Sunday, August 14, 2011

Topological insulator question

I have a question, and I'm hoping one of my reader experts might be able to answer it for me.  Let me set the stage.  One reason 3d topological insulators are a hot topic these days is the idea that they have special 2d states that live at their surfaces.  These surface states are supposed to be "topologically protected" - in lay terms, this means that they are very robust; something deep about their character means that true back-scattering is forbidden.  What this means is, if an electron is in such a state traveling to the right, it is forbidden by symmetry for simple disorder (like a missing atom in the lattice) to scatter the electron into a state traveling to the left.  Now, these surface states are also supposed to have some unusual properties when particle positions are swapped around.  These unconventional statistics are supposed to be of great potential use for quantum computation.  Of course, to do any experiments that are sensitive to these statistics, one needs to do quantum interference measurements using these states.   The lore goes that since the states are topologically protected and therefore robust, this should be not too bad.

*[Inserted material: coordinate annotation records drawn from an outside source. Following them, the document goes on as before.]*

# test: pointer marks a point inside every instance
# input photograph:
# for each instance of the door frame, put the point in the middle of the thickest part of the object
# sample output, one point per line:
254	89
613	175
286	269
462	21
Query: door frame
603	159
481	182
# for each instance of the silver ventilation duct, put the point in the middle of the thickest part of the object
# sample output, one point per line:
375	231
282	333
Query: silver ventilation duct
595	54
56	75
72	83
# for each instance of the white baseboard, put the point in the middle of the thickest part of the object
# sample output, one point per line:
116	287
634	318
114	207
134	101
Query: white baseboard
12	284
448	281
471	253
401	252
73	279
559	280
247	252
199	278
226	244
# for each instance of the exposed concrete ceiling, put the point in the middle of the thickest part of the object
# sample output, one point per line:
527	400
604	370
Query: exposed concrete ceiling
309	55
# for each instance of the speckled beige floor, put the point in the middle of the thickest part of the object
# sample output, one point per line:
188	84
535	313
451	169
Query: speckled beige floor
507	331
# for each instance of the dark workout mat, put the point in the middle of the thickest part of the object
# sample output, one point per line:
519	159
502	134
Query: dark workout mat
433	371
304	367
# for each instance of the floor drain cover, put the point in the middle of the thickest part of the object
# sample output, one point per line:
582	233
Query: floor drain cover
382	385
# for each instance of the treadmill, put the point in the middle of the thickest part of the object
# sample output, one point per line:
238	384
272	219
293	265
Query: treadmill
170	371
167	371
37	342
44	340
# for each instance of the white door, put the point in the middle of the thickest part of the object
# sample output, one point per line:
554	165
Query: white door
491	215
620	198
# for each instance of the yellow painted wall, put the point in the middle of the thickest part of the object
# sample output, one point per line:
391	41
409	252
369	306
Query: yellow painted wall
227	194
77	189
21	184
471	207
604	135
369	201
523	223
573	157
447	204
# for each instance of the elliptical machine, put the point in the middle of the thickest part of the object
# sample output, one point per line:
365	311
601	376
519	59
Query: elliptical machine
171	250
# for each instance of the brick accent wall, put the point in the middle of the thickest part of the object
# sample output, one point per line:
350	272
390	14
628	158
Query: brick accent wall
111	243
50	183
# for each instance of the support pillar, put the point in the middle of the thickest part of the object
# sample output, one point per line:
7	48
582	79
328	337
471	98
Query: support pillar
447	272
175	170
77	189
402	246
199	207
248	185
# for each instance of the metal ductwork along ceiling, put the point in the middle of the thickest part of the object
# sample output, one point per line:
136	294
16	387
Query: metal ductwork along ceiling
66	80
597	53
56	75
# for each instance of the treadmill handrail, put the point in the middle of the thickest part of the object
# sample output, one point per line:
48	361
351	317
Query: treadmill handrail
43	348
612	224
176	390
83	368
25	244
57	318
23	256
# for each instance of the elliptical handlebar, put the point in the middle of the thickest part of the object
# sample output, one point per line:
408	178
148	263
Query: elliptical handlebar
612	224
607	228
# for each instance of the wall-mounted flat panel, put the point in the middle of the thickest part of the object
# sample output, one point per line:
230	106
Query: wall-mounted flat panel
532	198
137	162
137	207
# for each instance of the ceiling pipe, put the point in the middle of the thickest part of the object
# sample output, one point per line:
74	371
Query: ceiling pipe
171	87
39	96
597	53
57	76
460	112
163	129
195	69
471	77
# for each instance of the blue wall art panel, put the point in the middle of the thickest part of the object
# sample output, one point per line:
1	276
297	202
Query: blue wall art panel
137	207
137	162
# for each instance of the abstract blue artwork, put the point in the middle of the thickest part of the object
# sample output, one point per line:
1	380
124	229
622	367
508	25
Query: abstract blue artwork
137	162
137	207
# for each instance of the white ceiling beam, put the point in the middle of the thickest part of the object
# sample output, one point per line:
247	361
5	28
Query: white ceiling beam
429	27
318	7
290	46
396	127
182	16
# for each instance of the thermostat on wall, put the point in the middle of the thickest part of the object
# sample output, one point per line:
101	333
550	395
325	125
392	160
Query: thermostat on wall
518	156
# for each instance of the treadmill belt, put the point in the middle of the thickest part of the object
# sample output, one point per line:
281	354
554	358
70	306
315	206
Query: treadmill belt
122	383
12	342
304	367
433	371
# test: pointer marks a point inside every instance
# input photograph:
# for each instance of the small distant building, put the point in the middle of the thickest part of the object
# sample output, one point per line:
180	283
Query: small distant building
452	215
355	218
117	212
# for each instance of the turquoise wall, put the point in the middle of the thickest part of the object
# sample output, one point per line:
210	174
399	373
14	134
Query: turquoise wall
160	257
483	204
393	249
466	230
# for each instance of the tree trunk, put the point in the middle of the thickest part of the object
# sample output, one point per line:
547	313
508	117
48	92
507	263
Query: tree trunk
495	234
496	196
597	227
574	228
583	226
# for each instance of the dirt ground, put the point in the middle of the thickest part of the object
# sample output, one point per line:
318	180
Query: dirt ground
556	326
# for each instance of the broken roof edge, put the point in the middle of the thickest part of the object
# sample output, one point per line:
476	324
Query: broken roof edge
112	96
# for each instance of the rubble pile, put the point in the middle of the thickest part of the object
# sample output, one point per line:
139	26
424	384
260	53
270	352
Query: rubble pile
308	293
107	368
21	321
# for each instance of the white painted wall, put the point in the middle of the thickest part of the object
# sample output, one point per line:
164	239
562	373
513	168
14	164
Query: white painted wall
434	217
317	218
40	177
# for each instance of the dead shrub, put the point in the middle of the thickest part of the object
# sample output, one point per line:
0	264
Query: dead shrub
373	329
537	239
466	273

Here's my question.  While topological protection suppresses 180 degree backscattering, it does not suppress (as far as I can tell) small angle scattering, and in the case of quantum decoherence, it's the small angle scattering that actually dominates.  It looks to me like the coherence of these surface states shouldn't necessarily be any better than that in conventional materials.  Am I wrong about this?  If so, how?  I've now seen multiple papers in the literature (here, here, and here, for example) that show weak antilocalization physics at work in such materials.  In the last one in particular, it looks like the coherence lengths in these systems (a few hundred nanometers at 1 K) are not even as good as what one would see in a conventional metal film (e.g., high purity Ag or Au) at the same temperatures.  That doesn't seem too protected or robust to me....  I know that the situation is likely to be much more exciting if superconductivity is induced in these systems.  Are the normal state coherence properties just not that important?